MSCI’s gauge of stocks across the globe gained 0.32 per cent, while the pan-European STOXX 600 index closed up 0.37 per cent. Trade-sensitive German shares rose 0.8 per cent to close at their highest since February 2018.
Asia had been quiet overnight, with the China news arriving just before European markets opened. Automakers and miners were among Europe’s top gainers.
The prospect of a recession diminishes if some tariffs are removed, said Peter Cardillo, chief market economist at Spartan Capital Securities in New York. “So that’s positive for stocks.”
On Wall Street, the Dow Jones Industrial Average rose 182.44 points, or 0.66 per cent, to 27,675, the S&P 500 gained 8.42 points, or 0.27 per cent, to 3,085.2 and the Nasdaq Composite added 23.89 points, or 0.28 per cent, to 8,434.52.
Oil rose above $62 a barrel on Thursday after China hinted at progress towards a trade deal with the United States, raising hopes for an end to a long dispute that has weighed on economic growth and demand for fuel.
China and the United States have agreed in the past two weeks to cancel tariffs in different phases, the Chinese commerce ministry said on Thursday without giving a timeline.
The trade dispute has prompted analysts to lower forecasts for oil demand and raised concerns that a supply glut could develop in 2020. Oil fell on Wednesday, partly because of worries that a U.S.-China trade deal might be delayed.
“Today we start with a different set of headlines that they came to some agreement on the framework,” said Olivier Jakob, oil analyst at Petromatrix. “That is definitely what is supporting prices.”
Brent crude, the global benchmark, rose 55 cents, or 0.9 per cent, to settle at $62.29 a barrel, while U.S. West Texas Intermediate (WTI) crude climbed 80 cents, or 1.4 per cent, to $57.15.
The bigger rise in WTI cut Brent’s premium over the U.S. benchmark to its smallest since mid September.
Beijing’s comments boosted market sentiment, which had also been ruffled by Wednesday’s U.S. government supply report showing crude inventories rose last week by 7.9 million barrels, much more than expected by analysts.
Brent has rallied almost 16 per cent in 2019, supported by a deal between the Organization of the Petroleum Exporting Countries and allies such as Russia to limit supplies until March next year.

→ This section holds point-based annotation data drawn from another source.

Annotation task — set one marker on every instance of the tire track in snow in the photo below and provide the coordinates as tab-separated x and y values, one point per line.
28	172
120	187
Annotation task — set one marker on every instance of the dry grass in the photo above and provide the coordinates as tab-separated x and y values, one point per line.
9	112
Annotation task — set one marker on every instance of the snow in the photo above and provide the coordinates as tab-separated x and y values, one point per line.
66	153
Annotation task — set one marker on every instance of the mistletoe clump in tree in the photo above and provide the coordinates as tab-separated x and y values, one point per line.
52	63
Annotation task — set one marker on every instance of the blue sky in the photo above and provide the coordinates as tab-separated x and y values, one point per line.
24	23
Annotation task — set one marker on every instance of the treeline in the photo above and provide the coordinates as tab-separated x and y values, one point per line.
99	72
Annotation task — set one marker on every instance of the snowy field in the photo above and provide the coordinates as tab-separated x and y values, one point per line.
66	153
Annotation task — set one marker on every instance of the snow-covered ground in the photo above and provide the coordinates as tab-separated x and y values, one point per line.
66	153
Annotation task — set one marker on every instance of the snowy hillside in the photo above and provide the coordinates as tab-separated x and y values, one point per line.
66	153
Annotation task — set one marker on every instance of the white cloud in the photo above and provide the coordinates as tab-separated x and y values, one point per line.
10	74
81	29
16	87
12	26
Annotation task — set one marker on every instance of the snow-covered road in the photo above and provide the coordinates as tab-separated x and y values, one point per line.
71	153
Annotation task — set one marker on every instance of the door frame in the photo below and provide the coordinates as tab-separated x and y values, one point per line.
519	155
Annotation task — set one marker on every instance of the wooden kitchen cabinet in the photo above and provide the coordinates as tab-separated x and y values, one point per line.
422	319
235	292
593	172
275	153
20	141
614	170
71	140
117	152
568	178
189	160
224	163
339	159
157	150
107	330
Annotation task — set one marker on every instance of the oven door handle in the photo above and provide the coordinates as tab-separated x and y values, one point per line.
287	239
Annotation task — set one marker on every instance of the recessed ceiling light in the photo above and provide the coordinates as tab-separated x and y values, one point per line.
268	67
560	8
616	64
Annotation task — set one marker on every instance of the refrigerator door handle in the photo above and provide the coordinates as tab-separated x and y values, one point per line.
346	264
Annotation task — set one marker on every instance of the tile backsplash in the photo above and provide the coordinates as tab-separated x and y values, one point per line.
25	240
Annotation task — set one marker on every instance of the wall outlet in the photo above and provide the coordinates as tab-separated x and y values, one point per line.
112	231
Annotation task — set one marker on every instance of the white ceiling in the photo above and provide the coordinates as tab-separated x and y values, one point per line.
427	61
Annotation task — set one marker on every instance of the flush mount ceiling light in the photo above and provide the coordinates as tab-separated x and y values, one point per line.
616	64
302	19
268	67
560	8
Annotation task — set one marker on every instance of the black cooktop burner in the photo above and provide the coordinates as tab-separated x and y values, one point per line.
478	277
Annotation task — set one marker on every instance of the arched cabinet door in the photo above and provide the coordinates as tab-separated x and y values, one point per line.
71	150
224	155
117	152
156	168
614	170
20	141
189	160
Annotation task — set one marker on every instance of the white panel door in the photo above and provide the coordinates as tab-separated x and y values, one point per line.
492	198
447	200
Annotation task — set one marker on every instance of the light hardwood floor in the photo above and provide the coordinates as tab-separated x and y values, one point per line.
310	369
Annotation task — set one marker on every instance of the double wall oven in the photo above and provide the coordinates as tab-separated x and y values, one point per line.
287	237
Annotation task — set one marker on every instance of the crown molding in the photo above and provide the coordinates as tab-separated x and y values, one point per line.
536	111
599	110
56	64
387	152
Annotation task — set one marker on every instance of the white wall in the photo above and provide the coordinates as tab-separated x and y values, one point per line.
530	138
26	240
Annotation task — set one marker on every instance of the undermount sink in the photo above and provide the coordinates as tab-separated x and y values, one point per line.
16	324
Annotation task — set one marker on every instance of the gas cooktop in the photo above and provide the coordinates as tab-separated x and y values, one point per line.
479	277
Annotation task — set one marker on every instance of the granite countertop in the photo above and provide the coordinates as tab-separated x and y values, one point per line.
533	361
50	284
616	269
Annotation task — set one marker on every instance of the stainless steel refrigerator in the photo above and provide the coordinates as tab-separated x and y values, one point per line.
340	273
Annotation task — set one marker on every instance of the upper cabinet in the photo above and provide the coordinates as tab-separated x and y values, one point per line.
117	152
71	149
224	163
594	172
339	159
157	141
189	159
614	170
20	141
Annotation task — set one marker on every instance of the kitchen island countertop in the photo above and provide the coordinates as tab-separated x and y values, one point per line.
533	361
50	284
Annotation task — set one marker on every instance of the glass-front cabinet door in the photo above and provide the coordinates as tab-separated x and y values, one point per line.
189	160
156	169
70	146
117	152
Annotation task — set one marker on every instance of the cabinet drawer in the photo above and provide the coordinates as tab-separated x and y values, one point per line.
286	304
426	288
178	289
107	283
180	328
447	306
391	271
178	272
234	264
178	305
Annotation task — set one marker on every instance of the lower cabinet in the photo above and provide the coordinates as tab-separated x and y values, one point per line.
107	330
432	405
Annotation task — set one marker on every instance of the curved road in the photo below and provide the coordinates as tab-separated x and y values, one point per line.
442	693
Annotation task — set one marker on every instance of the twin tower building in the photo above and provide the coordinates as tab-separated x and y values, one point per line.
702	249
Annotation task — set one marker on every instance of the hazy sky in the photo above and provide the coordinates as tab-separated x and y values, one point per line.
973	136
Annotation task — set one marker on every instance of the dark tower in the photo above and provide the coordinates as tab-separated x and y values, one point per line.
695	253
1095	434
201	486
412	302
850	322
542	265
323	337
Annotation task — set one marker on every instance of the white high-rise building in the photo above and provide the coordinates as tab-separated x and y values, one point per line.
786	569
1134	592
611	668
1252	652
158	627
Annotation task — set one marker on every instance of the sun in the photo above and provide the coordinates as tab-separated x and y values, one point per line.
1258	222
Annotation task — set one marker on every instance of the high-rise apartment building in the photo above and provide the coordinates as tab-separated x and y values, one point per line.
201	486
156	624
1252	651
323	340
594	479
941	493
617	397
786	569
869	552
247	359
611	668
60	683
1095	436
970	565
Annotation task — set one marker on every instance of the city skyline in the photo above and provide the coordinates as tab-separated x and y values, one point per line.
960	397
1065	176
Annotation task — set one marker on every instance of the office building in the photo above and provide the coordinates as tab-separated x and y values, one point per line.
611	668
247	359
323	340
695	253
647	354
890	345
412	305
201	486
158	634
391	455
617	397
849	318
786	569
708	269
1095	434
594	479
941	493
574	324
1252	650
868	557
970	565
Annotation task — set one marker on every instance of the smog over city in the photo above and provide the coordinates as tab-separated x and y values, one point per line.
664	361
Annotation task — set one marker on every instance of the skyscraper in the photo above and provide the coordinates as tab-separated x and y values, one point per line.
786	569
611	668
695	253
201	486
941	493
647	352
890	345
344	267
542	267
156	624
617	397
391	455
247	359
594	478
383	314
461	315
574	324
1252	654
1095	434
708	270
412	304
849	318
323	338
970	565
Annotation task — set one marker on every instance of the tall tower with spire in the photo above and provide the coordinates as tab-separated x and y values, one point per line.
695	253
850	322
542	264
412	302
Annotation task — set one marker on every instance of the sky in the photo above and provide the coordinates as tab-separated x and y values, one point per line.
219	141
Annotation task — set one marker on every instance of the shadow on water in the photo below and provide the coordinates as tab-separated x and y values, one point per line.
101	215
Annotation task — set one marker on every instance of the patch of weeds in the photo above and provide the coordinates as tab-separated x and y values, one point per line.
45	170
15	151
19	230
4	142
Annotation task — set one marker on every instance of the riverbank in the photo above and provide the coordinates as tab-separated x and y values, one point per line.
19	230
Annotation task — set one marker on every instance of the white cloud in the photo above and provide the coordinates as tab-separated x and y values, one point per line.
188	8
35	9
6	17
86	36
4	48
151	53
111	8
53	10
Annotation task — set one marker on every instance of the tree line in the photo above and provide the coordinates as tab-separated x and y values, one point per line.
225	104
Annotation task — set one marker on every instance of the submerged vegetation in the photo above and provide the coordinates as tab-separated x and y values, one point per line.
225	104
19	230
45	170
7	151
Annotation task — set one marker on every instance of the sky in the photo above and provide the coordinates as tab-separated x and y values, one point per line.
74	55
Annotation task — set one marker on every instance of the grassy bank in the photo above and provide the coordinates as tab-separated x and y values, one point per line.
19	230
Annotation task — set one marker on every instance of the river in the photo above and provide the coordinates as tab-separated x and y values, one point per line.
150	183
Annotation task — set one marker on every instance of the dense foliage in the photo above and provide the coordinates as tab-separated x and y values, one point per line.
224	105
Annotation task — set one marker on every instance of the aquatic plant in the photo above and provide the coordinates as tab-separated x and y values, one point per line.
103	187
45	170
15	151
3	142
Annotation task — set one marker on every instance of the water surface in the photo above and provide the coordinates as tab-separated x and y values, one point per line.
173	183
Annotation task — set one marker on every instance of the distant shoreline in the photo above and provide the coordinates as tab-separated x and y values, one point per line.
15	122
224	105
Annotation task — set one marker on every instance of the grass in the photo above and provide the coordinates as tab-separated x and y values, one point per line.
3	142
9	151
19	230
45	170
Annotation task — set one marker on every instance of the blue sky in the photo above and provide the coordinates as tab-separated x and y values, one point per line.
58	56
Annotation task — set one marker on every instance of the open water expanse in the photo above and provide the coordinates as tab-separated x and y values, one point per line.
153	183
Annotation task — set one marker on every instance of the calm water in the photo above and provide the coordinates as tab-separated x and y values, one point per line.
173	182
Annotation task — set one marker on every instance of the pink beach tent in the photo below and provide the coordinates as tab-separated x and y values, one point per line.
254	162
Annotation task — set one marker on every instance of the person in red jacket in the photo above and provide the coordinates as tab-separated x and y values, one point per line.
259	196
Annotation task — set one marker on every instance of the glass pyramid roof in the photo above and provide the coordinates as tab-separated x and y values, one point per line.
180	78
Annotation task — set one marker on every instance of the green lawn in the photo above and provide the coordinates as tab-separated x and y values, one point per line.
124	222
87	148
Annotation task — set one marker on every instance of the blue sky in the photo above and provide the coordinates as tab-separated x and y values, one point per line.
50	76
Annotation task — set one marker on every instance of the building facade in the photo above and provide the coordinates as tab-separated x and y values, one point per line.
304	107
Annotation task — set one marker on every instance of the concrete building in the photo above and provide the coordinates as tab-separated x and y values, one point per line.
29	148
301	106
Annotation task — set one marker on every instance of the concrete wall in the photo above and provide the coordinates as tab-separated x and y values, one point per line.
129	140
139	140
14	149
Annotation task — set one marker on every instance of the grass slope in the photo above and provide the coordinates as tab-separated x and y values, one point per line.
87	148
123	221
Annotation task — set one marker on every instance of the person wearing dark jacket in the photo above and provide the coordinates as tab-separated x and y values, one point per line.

The producers meet on Dec. 5-6 in Vienna to review the policy.
The U.S. dollar rose to near three-month highs versus the yen on the trade news, paring losses earlier in the session, while Australia’s China-sensitive dollar hit a near four-month high.
The dollar index rose 0.19 per cent, with the euro down 0.16 per cent to $1.1047. The yen weakened 0.29 per cent versus the greenback at 109.31 per dollar, while the dollar gained against the Swiss currency, trading up 0.29 per cent at 0.9953 franc.
U.S. Treasury yields rose to eight-week highs.
The benchmark 10-year U.S Treasury note fell 34/32 in price to push its yield up to 1.9277 per cent.
U.S. gold futures settled down 1.8 per cent at $1,466.40 an ounce.
Copper got its customary lift from the China optimism as the country is the biggest buyer of the metal.
“Global markets in general are looking toward where trade goes,” said Justin Lederer, an interest rates strategist at Cantor Fitzgerald in New York. “The market is being dictated by headlines and it’s risk on, risk off.”